I have a process that reads from a sensor and another that reads from the graph. However, the grapher can be slower than the sensor reading, especially when many sensors are added on.
I see two options to pass the information from the sensor to the grapher: pipes and mp.Value. Pipes from what I know should be faster, but I worry about the issue where the grapher starts to delay: if the sensor sample n times as fast as the grapher, then with every grapher time step, we are only progressing 1/n timesteps in the future (e.g. if twice as fast, after 20s the grapher only has displayed 10s). I could see the sensor polling the pipe and removing all values before adding a new value, but that sounds expensive comptutationally. The mp.Value route does require more explicit locking and I believe isn't as fast as the Pipe class, although I don't know for sure.
What would be the best way to approach this multiprocessing to avoid issues here?
Edit for clarification: I don't care if the grapher gets all the information. Using the most recent value is fine, which is why the title says "Pipe only Last Value". The main requirement of the grapher is just to have the plot not get delayed, even if we effectively downsample by throwing away data. The sensor does need to sample faster than the grapher reads though as the data is also being recorded and processed, and we don't want to downsample that information.

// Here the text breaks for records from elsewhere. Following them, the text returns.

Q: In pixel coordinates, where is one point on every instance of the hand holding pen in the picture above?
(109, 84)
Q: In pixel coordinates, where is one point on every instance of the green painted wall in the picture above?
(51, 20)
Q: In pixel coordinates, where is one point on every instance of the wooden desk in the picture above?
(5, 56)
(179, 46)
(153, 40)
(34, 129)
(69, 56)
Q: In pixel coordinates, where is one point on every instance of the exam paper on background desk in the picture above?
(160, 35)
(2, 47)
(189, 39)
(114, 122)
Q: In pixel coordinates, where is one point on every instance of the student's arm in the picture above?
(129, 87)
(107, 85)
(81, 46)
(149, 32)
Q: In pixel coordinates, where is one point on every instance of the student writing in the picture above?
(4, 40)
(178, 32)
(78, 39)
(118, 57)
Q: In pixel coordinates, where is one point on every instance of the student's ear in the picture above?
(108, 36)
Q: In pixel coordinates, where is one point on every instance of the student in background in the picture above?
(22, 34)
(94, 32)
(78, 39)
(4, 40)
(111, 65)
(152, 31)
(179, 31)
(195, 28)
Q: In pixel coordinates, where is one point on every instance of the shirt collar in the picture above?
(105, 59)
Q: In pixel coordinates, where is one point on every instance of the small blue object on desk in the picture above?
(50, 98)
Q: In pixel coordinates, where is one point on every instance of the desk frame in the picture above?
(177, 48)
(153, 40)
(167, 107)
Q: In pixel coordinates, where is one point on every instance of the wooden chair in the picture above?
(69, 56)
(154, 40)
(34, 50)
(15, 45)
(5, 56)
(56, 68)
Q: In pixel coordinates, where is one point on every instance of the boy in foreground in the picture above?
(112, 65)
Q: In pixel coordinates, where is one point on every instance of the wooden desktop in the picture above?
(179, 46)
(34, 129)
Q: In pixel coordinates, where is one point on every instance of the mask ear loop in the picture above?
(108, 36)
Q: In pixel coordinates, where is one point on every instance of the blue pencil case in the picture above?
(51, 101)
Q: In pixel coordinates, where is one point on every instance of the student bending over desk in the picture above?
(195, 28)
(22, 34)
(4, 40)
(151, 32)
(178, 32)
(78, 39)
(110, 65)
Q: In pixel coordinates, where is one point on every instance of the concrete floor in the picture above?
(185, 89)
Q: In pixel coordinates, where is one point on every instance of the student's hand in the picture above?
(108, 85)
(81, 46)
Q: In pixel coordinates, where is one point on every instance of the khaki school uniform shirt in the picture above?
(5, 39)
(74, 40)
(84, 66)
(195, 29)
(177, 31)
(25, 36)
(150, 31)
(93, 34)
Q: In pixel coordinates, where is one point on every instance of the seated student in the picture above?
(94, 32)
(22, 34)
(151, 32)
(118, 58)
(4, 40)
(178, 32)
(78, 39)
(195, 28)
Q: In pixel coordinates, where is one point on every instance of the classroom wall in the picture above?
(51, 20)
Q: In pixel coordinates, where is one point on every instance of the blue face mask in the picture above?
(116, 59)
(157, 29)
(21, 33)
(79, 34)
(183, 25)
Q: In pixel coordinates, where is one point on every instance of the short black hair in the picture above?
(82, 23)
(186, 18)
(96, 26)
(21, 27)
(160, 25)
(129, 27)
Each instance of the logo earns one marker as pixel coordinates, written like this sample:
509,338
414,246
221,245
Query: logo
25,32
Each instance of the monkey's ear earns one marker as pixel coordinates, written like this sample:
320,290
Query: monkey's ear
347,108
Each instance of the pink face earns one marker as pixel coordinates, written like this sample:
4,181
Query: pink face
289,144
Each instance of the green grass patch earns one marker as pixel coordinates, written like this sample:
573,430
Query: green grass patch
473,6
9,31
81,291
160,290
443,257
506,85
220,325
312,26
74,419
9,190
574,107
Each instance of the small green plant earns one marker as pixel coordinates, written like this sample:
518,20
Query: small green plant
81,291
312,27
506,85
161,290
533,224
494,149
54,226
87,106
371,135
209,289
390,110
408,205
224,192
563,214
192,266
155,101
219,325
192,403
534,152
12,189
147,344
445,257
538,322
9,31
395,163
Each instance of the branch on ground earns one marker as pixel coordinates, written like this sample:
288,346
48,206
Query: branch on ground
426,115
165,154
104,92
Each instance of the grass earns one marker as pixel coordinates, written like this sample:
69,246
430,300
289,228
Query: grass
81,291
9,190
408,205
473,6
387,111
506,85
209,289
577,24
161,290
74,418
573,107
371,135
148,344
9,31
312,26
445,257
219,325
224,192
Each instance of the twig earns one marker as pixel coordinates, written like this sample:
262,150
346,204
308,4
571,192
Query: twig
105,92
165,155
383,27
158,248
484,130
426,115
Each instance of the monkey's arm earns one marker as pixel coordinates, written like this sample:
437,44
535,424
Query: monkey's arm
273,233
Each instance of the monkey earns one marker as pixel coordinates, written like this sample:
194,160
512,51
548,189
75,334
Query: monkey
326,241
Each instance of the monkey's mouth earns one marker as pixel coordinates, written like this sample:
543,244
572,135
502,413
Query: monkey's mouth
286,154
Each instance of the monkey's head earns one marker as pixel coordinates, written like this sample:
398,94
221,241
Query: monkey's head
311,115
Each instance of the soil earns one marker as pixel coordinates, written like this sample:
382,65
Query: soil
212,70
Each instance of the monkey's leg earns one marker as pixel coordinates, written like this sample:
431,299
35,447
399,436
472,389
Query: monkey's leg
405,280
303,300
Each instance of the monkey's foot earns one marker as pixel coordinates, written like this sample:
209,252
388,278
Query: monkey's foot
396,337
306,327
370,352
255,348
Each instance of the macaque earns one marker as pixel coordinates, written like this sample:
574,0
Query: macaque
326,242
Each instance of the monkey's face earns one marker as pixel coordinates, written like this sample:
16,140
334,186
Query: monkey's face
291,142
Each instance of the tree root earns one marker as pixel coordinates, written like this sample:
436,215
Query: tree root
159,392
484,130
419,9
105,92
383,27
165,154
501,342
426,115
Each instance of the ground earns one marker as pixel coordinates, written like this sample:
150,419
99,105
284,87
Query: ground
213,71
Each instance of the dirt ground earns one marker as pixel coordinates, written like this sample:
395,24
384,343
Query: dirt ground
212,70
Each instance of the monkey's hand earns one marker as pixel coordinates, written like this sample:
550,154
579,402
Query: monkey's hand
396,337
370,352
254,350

To get the most up-to-date sensor value, you actually need the sensor process to wait until the grapher is ready to send data. There are several ways to do this, but I think actually using two unidirectional (duplex=False
) pipes is the best way to go, because you don't need to involve any extra threads or semaphores. In this setup, the first pipe sends data sensor->grapher as normal but the second is simply signals that the grapher is ready to immediately accept data. It's a little awkward to express in prose so here is pseudo code:
def grapher():
while True:
data = pipe_to_grapher.recv()
graph(data)
pipe_to_sensor.send(None) # Can be any value
def sensor():
while True:
data = sense()
if pipe_to_sensor.poll():
pipe_to_grapher.send(data) # Freshest possible
pipe_to_sensor.recv() # Clear the pipe
record(data)
Note that the sensor can simply pass right on by if poll()
returns False
, as it is an indication that the grapher is not ready for data yet. You can also easily extend the system to use special values to communicate something about the state of one process to the other, such as a shutdown command.
(Pre-edit answer follows)
This question appears to be asking about applying backpressure to your sensor data flow. It sounds like a multiprocessing.Queue
might be a good solution for your specific case. Internally it uses a pipe, so it will have similar performance characteristics, but it also has specifically the method put()
that can be used with a maxsize
parameter that you can set to a low number like 1, so that the sensor process will wait until the grapher process has retrieved an item before going back to acquire more data.
If the sensor has its own buffer that needs clearing, you can use put_nowait()
instead and catch the Full
error as an indication that the grapher won't be able to plot that data and it should be discarded. This saves the overhead of pickling and sending the data, but can lead to very rapidly polling the sensor which may be a source of overhead itself, depending on the device/drivers/api.